I remember the first time I asked my mother about being pretty. I don’t remember the exact conversation we had verbatim or how I started that conversation but the gist of what transpired was that I was having an ugly duckling life. I wanted to know if I was pretty. If I couldn’t know that I was pretty, or at least attractive, then I wanted something to make me feel better so that I could live with the alternative. I hoped by asking the question, I would hear a response that would make me feel okay about myself.
In my mind, a female was not worth much nor did she get much attention unless she was attractive. In short, boys were not going to give me special valentines in grade school and when I got old enough, they were not going to date me. If I were attractive, I thought, people would like me more, smile at me more, include me in their circle, tolerate me more,and in general be more open to me. I wanted all that. I wanted to pound on that three-foot thick glass wall between where I was and where I wanted to be until I smashed it into a million pieces. What I wanted, no, what I thought I needed, was so close I could see it but I could not reach it through that wall.
I remember that Mama gave me the most over-used, but tried-and-true answer to that question. What else could she say to me, an awkward, shy, lonely little girl, accept that real beauty is inside? Today I know that beauty really is inside and that this beauty is pure love. Back then what I was really seeking was love, not physical beauty, but I didn’t know that. I thought physical beauty would bring me love and I would feel good about myself. I though if I were being sought after, admired, accepted or invited into the inside group, or was popular I would be okay. At that time I thought this would be proof to me that I was loved or worthy of love – that I was okay and normal. It was a matter of my chasing my own tail so to speak. It got me nowhere. I didn’t know until much later in life, that once I found that love inside of myself and learned to be okay with me, that I didn’t need the other things. I could feel love and be love with or without them. I could be thankful for all things but I already had what I needed, what I had searched for all my life.

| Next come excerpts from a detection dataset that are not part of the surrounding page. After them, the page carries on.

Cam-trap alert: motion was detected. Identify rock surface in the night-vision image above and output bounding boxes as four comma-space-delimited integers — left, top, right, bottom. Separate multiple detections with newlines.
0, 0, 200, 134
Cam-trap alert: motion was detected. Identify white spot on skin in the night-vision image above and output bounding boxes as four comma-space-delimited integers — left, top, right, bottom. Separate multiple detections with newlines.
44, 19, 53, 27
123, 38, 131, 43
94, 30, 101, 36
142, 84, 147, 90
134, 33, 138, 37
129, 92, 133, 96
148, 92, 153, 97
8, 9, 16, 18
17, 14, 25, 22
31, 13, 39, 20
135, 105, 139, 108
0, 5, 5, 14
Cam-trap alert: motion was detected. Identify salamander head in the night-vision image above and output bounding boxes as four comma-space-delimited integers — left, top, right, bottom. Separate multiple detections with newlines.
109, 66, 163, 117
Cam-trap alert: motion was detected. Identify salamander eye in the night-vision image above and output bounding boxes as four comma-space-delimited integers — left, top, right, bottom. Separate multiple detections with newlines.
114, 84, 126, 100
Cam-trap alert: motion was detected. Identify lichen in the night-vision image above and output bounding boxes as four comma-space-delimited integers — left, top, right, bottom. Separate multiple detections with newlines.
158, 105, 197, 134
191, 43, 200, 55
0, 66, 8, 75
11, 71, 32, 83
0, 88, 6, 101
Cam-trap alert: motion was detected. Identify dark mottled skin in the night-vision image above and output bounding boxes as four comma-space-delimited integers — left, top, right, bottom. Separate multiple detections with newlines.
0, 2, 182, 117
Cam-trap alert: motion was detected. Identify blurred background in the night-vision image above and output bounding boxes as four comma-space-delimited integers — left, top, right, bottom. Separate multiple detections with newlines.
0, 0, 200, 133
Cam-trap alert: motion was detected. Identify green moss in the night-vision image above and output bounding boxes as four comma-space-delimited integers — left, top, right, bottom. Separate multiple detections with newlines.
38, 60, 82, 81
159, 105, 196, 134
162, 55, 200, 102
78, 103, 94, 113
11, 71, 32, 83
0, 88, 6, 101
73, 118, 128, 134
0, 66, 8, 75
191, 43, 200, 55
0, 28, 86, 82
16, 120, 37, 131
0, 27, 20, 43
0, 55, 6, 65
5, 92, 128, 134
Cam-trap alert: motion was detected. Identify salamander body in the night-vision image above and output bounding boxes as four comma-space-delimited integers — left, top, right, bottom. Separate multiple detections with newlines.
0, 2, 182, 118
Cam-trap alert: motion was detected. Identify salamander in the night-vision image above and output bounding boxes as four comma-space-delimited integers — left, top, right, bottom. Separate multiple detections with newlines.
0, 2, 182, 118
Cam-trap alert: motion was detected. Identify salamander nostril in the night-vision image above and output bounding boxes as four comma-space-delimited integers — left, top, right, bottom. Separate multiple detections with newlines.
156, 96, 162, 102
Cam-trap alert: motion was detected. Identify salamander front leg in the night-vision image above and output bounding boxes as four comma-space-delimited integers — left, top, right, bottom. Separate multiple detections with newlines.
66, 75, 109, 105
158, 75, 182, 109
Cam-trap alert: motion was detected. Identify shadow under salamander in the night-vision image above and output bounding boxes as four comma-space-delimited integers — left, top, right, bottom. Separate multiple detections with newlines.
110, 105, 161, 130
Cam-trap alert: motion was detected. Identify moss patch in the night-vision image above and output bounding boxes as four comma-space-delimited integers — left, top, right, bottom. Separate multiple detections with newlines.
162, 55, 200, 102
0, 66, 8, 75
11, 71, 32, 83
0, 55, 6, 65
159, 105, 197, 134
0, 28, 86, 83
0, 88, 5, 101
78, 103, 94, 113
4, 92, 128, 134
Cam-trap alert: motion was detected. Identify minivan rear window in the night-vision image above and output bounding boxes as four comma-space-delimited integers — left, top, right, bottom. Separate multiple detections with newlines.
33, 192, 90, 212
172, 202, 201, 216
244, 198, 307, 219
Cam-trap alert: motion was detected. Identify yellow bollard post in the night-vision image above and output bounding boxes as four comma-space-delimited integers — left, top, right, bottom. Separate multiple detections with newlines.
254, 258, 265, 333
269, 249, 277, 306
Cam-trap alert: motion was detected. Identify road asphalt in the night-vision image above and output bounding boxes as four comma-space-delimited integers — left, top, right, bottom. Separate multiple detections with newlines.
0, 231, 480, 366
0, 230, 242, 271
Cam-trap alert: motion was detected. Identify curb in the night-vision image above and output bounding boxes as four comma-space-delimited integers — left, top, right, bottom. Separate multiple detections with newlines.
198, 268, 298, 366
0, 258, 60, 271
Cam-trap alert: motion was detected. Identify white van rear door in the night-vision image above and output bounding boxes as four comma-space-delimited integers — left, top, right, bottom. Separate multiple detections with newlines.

I can not say that I never feel that I am not okay or good enough. Old habits and feelings can sneak up on me, on any human being, from time to time because these habits and feelings become so ingrained, so habitual. What I can say is that Love never leaves me. I can lose consciousness of it but I can never lose it. It nourishes me and fulfills me because that is all I wanted all along.
Am I beautiful? Yes I am. And so are you. How did I get to that place? That is a subject for another chapter.